Do zdarzenia doszło w niedzielę w nocy. Policjanci na ulicy Lubelskiej w Puławach zauważyli młodego motorowerzystę jadącego lewym pasem w kierunku Lublina. Motorower nie miał tablicy rejestracyjnej, a kierujący nim chłopak kasku ochronnego.

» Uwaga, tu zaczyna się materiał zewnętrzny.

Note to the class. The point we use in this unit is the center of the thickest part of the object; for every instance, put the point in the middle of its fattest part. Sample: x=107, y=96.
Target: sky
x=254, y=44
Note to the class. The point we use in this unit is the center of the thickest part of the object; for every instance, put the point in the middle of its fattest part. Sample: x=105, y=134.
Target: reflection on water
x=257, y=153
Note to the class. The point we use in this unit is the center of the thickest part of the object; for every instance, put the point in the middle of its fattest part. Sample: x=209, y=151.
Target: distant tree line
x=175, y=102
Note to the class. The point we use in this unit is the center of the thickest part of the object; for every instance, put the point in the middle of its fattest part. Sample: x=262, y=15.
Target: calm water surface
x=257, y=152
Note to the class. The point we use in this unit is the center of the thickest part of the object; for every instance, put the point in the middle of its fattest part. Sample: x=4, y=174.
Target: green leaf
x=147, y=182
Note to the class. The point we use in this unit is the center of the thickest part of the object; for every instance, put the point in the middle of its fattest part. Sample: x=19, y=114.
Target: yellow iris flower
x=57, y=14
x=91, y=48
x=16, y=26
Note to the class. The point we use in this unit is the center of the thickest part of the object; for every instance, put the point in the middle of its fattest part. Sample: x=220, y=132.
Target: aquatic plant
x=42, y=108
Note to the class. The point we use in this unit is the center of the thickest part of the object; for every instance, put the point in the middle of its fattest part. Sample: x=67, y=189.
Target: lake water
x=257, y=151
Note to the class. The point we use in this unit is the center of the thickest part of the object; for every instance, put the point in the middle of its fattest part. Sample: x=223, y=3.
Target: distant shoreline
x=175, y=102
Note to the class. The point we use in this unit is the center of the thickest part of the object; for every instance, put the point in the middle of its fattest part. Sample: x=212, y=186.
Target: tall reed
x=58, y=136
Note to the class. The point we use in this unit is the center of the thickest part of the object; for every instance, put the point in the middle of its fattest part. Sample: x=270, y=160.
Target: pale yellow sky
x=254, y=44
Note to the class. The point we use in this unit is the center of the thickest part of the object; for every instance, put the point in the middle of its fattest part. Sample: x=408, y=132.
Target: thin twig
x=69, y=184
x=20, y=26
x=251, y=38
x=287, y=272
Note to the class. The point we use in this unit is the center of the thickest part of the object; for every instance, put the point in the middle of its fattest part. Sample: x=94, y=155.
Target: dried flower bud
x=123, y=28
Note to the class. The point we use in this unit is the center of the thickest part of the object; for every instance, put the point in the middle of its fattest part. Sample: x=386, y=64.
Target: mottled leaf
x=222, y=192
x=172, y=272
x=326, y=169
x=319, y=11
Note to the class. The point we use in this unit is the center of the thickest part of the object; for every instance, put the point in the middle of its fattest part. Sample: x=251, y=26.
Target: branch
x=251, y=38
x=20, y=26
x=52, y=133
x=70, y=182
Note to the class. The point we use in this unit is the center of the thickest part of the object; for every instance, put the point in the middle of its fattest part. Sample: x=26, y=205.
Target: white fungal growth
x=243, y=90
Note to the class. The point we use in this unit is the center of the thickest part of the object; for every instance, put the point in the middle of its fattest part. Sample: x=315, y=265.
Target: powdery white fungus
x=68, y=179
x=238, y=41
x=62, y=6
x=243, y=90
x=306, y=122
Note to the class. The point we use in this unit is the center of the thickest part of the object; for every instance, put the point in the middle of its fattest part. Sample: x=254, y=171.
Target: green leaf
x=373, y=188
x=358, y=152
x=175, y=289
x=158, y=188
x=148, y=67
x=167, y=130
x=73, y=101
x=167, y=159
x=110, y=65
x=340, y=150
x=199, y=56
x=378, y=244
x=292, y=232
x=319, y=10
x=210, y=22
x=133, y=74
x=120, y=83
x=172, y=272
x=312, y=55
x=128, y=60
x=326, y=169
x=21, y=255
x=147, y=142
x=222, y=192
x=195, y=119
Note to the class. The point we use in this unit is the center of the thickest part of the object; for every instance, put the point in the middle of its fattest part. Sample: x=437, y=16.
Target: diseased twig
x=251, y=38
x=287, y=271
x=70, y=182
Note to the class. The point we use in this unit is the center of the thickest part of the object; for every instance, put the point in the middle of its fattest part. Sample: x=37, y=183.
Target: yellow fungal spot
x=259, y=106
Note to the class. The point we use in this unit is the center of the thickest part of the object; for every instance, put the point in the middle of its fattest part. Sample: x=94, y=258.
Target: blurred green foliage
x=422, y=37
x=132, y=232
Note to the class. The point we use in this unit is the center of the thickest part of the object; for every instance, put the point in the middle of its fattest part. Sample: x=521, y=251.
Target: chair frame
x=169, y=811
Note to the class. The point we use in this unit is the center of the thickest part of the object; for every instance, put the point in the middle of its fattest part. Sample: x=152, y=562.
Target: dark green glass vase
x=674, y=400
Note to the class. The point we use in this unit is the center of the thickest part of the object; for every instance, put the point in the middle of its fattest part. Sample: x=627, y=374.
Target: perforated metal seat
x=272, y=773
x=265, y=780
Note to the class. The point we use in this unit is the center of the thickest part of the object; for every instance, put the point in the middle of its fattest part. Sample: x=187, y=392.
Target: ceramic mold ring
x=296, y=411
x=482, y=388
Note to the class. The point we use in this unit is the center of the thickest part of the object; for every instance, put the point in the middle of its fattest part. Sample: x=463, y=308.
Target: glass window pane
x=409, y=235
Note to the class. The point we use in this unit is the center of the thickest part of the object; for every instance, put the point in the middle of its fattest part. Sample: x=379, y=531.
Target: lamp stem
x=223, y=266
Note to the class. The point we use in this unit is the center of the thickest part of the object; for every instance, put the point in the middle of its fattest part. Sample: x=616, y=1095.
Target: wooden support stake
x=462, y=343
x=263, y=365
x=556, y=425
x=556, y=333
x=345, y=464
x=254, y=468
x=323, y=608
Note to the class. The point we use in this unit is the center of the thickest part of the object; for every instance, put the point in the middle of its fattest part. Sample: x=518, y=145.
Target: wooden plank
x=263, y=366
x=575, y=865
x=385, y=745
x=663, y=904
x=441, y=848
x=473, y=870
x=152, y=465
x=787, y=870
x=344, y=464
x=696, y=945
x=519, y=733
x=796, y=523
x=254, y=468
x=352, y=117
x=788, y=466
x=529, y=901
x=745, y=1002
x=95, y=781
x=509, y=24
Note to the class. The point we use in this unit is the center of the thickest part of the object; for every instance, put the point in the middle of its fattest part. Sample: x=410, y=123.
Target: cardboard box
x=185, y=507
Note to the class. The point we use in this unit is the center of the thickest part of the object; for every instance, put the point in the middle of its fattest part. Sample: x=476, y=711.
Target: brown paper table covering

Funkcjonariusze dali mu sygnał, aby zjechał na bok i się zatrzymał.
Założył chustę na twarz i uciekł
"Widząc to młody mężczyzna zaciągnął na twarz czarną chustę i skręcając w lewo, jadąc wzdłuż po przejściu dla pieszych, zaczął uciekać. Jadąc dalej po chodniku dwukrotnie okrążył park na Błoniach, tym samym stwarzając zagrożenie dla znajdujących się tam osób, po czym skierował się na ulicę Norwida, gdzie nie zapanował nad swoim pojazdem i doprowadził do zderzenia z radiowozem oraz zaparkowanym nieopodal ulicy samochodem BMW. Został tam zatrzymany przez policjantów" - zrelacjonowała komisarz Ewa Rejn-Kozak z policji w Puławach.
Sprawą zajmie się sąd rodzinny
Uciekinierem okazał się 16-latek z gminy Żyrzyn. Chłopak - jak przekazała policja - nie miał uprawnień do kierowania motorowerem i dlatego uciekał. Dodatkowo pojazd, którym się poruszał, nie miał obowiązkowego ubezpieczenia.
"Po wykonanych czynnościach, nastolatek został przekazany pod opiekę ojcu. Jego sprawą zajmie się Sąd Rejonowy III Wydział Rodzinny i Nieletnich w Puławach. Gdyby młodzieniec był pełnoletni, za popełnione wykroczenia na jego konto wpłynęłoby 104 punkty karne" - poinformowała Rejn-Kozak.